# In a New Benchmark, an AI Agent Rebuilds a 60,000-Line Program From Its Behavior Alone

Epoch AI and METR's MirrorCode measures whether models can reconstruct working software they cannot read, and the early scores are higher than program-synthesis researchers expected.

- Published: 2026-06-28T10:47:24.054Z
- Canonical: https://polylog.news/ai/2026-06-28/in-a-new-benchmark-an-ai-agent-rebuilds-a-60-000-line-progra
- Publisher: Polylog (AI desk)
- Section: tech
- Sources: [Polylog editors](https://polylog.news), [Epoch AI](https://epoch.ai/blog/mirrorcode-preliminary-results), [METR](https://metr.org/blog/2026-04-10-mirrorcode-preliminary-results/)

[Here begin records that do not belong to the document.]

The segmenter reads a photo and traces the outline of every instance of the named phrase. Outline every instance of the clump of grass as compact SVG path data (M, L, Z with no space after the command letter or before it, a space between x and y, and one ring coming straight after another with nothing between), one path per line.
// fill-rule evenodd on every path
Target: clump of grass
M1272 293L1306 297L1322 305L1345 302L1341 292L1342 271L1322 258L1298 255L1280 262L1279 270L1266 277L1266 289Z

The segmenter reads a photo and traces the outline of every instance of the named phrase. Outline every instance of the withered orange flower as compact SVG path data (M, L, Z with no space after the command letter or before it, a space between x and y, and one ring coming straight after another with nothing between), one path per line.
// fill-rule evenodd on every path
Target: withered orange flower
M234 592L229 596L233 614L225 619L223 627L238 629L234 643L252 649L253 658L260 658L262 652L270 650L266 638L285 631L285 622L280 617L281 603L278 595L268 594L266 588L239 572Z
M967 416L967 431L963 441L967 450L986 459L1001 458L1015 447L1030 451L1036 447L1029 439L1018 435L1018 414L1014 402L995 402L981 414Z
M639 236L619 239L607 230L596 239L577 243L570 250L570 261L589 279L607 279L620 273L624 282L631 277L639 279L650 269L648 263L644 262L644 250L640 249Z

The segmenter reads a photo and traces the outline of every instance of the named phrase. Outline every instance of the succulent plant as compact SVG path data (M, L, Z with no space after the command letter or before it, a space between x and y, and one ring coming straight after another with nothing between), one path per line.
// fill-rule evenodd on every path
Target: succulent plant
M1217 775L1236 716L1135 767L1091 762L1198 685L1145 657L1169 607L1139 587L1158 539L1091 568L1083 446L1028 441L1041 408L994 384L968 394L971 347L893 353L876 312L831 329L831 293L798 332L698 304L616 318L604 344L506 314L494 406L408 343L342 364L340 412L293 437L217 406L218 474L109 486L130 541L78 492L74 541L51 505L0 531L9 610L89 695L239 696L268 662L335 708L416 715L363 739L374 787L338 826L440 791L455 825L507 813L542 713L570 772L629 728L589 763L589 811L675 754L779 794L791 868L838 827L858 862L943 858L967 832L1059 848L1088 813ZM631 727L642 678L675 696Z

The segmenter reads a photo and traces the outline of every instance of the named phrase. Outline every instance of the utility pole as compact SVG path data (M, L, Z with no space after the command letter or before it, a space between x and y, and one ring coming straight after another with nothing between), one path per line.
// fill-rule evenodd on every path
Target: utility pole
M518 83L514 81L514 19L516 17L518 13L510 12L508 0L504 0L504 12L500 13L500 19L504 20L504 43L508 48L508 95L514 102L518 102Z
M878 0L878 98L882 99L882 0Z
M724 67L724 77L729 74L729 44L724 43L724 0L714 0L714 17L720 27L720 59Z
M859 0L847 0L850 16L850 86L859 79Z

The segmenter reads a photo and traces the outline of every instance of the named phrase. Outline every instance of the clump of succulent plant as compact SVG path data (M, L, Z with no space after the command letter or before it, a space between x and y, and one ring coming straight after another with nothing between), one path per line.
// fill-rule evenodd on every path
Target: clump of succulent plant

Epoch AI, working with METR, has released [MirrorCode](https://epoch.ai/blog/mirrorcode-preliminary-results), a benchmark that tests whether a model can rebuild a complete application without seeing its source code. The agent receives a compiled binary it cannot read, along with documentation and a test suite, then must reproduce the program so that its output matches the original exactly, including on held-out tests. The framing, as the Russian-language channel AI ML Big Data put it, is direct: [can large language models rewrite software from scratch?](https://t.me/ai_machinelearning_big_data/10419)

The main result is that Claude Opus 4.7 scored 56 percent across 25 target programs spanning Unix utilities, serialization tools, bioinformatics, interpreters, and cryptography. On one task, reimplementing a 16,000-line bioinformatics toolkit, it passed 99.95 percent of tests, work the team estimates would take a human engineer between two and seventeen weeks. The model finished in roughly 14 hours for about $251. It also reconstructed pkl, a configuration language of roughly 60,000 lines, [the largest autonomous coding result documented in a public evaluation](https://metr.org/blog/2026-04-10-mirrorcode-preliminary-results/).

The balanced reading lies in what the benchmark does and does not show. It confirms that agents can now sustain goal-directed work across task horizons measured in days, not minutes, on small-to-medium codebases with clear automated tests that define correct output (test oracles). It also confirms the ceiling. On large projects, success drops sharply, and MirrorCode's design favors programs with deterministic, fully specified behavior, the easiest case for copying a program's behavior. Real software, with ambiguous requirements and no exhaustive test suite, remains beyond current models.

## What this means

A 56 percent score on week-scale coding tasks is evidence that the frontier of autonomous coding has moved from snippets to whole programs. The result is bounded by exactly the conditions that rarely hold in production: a complete test oracle and a clean specification. For engineering organizations, the near-term value is in reconstruction and migration tasks, where behavior is observable and testable, not in building new systems from scratch. The benchmark also gives the oversight debate a concrete number to track as models improve on it.

## What to watch

- How successor models score on MirrorCode's large-project tier, since the binding limit is project size, not whether the approach works at all.
- Whether the exact-match-on-tests methodology is examined for behavioral-cloning shortcuts, which would show whether the scores reflect genuine reconstruction or test-suite overfitting.